Queste le motivazioni del prestigioso risultato: “Il Parco Regionale di Porto Selvaggio e Palude del Capitano è uno dei gioielli naturalistici, paesaggistici ed archeologici del Salento e rappresenta una delle più importanti opere di tutela, con il piano antincendio, e di fruizione tra i parchi della provincia. Il Centro visite propone un percorso multisensoriale, con la stanza della vista, dell'udito, dell'olfatto, del tatto e del gusto. E’ attiva contro l’abusivismo edilizio costiero e adotta severi criteri di compatibilità ambientale per le concessioni demaniali costiere; ha proposto l’ampliamento dell’Area Marina Protetta e ha un servizio di raccolta differenziata porta a porta, estesa anche alle marine di Nardò.”

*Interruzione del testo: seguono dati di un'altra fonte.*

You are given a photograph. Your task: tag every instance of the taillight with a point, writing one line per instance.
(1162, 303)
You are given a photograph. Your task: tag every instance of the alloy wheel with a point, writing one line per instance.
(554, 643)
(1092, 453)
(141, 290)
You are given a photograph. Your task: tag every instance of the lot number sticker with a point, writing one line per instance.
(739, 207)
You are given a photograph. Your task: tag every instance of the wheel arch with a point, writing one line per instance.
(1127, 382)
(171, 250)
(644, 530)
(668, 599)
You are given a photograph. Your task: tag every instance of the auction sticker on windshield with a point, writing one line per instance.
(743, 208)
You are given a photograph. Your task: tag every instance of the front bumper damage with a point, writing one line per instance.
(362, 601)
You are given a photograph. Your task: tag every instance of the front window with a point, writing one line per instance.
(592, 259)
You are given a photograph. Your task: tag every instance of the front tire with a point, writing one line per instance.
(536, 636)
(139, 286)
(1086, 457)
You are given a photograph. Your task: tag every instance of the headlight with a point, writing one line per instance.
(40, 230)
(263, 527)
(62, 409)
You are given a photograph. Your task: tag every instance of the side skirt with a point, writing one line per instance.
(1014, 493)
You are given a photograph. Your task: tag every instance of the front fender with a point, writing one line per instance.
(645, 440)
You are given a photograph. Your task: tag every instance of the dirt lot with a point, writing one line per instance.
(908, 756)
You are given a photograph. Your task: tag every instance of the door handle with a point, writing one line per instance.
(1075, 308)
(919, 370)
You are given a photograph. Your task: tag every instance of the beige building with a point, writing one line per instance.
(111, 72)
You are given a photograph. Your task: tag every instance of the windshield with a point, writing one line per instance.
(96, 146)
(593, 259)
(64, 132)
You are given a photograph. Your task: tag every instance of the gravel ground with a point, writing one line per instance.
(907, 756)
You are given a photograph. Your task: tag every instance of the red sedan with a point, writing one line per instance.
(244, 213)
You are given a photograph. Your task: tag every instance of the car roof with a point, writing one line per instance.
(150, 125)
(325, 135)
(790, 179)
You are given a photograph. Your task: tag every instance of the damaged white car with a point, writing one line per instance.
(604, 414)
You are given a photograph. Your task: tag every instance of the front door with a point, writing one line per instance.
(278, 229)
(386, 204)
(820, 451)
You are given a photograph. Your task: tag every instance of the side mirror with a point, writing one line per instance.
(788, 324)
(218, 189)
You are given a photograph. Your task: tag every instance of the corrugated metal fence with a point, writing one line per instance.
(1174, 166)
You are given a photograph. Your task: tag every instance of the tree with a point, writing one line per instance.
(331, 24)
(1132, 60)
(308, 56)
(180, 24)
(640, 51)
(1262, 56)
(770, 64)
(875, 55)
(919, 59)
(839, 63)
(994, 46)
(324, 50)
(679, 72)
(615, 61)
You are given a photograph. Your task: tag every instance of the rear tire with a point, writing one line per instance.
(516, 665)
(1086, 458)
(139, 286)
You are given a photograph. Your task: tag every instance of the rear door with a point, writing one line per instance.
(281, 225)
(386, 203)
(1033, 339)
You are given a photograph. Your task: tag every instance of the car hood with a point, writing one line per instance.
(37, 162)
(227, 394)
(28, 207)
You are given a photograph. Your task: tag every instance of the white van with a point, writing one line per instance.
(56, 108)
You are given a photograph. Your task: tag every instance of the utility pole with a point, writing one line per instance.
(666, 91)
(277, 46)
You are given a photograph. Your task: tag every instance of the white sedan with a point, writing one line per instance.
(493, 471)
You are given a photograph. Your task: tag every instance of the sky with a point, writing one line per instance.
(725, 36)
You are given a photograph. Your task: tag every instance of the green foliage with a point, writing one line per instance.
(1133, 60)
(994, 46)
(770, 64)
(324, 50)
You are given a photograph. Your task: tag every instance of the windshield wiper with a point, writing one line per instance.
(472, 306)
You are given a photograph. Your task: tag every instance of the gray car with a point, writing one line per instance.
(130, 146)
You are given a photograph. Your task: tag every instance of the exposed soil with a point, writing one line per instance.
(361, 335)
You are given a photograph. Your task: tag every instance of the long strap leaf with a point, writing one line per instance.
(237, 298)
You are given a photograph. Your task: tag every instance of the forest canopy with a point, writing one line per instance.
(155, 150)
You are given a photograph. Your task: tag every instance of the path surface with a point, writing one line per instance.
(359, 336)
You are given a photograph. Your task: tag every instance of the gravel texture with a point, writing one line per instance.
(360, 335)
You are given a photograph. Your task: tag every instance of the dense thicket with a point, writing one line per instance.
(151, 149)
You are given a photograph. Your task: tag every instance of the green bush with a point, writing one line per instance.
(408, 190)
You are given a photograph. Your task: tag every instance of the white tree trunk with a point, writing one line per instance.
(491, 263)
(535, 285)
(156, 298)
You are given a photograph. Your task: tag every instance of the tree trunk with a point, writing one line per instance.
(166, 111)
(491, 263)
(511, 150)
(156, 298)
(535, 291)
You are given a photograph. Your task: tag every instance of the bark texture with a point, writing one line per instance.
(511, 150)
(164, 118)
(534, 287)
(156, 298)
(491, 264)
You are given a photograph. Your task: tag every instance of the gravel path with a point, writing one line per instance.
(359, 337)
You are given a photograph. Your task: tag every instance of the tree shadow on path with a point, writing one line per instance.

La decima edizione della Guida Blu è stata presentata oggi a Roma da Sebastiano Venneri, vicepresidente e responsabile mare di Legambiente, Alberto Dragone, direttore editoriale Touring Editore, Luigi Rambelli, presidente di Legambiente Turismo, Stefano Donati dell'Istituto di Ricerche Ambiente Italia, insieme ai sindaci delle località premiate con le cinque vele. "Le località che segnaliamo ogni anno con la Guida Blu sono quelle che hanno scommesso sulla qualità a trecento sessanta gradi - ha dichiarato il vicepresidente di Legambiente Sebastiano Venneri - e che coniugano l'offerta turistica con il rispetto dell'ambiente, trasformandolo in un punto di forza. All'acqua pulita e servizi efficienti aggiungono spesso progetti per una migliore gestione dei rifiuti e qualità dell'aria, valorizzano il paesaggio, i centri storici e le produzioni tipiche, curano l'offerta enogastronomica, adottano piani per una corretta pianificazione del territorio migliorando le condizioni di soggiorno per tutti i turisti. Alcune regioni - ha aggiunto Venneri - già da tempo portano al vertice della nostra classifica una nutrita pattuglia di località e continuano a svolgere un lavoro esemplare in termini di sostenibilità e tutela ambientale, altre invece hanno intrapreso processi virtuosi anche spronate da questo lavoro che ogni anno cerchiamo sempre di migliorare. Questa edizione, ad esempio, oltre a un importante restyling grafico, contiene diverse novità, compresi i nuovissimi itinerari per i diportisti curati da Ucina, per offrire un prodotto sempre più completo per chi vuole scegliere una vacanza all'insegna della qualità e in sintonia con l'ambiente".